О тщеславный глупец! С чем совладал ты, что покорил своей власти за тридцать лет? За тридцать лучших лет в жизни мужа? Где корона Англии? Где трон, воздвигнутый в Гренландии и землях Запада, каковые нынче назвали в честь Америго Веспуччи[65], моряка, неизвестно, жившего ли вообще на свете?

Далее опускаю пять несчастных лет, по воле капризной и неразумной судьбы выпавших чахоточной королеве Марии, ибо ее правление лишь ввергло Великую Британию в новые бесплодные смуты и позволило папистам снова утвердить свое ложное вероисповедание и непримиримую к инакомыслию власть.
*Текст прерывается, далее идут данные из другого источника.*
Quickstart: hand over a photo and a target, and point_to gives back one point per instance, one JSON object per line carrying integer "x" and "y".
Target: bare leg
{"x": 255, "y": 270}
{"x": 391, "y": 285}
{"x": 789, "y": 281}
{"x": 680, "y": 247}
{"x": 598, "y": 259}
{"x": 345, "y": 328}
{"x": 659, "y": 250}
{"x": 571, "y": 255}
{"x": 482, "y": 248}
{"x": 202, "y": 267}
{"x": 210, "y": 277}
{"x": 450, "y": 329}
Для меня же те годы были поистине даром Провидения, мудро усмирившего мои страсти, потому как в означенные пять лет я, анархист поневоле, с небывалым тщанием подготавливал планы завоевания Гренландии. Я испытывал спокойное торжество, сознавая, что настанет мой, нет, наш час – час великой славы для моей королевы и для меня, супруга Елизаветы, предреченного ей судьбой.

Обращая взор в минувшее, я прихожу к выводу, что сознание высокого предназначения у меня в крови, с ним я родился на свет. Оно меня воодушевляет ныне, оно было и прежде, даже в детстве я в глубине души не сомневался в том, что мне суждено взойти на королевский престол; должно быть, благодаря этой слепой вере, словно бы доставшейся в наследство от предков, я в течение всей моей жизни ни единого разу не помыслил, что надо бы получше рассмотреть да проверить, на чем, собственно, основаны столь высокие притязания.

И поныне, несмотря на бесчисленные разочарования и неудачи, укоренившаяся в глубинах моей души уверенность осталась незыблемо твердой, пусть даже фактам наперекор.

Но о чем же свидетельствуют факты?

Хочется мне, по примеру торговцев, составить нынче отчет и посмотреть, каково мое состояние: не покривив душой, расписать, как в бухгалтерском гроссбухе, по графам расходов и доходов притязания и устремления моей воли, с одной стороны, и достигнутое мной в жизни – с другой. Чувствую, пора, ибо некий внутренний голос торопит, мол, время подводить итоги.

Нет в моем распоряжении ничего – ни писем или иных документов, ни воспоминаний, подтверждающих, что и впрямь детские мои годы осеняло предвидение будущих моих притязаний на престол. Однако я вновь и вновь твержу: „Престолом сим может быть лишь английский престол!“ – и некое чувство, живущее в моей груди, отметает любые сомнения. Отец мой, Роланд Ди, разумеется, нередко толковал со мной о знатности нашей славной древней фамилии, особо указывая на наше родство с домами Греев и Болейнов. Подобное бахвальство не редкость у дворян, видящих угасание и предчувствующих бесславный конец своего дома, но мой отец обыкновенно вспоминал о знатности нашей фамилии тогда, когда в очередной раз за долги приходилось давать королевским приставам закладную на участок пахотной земли или леса. Понятное дело, воспоминания о сих зазорных неурядицах вряд ли могли поощрять мои заносчивые мечтания.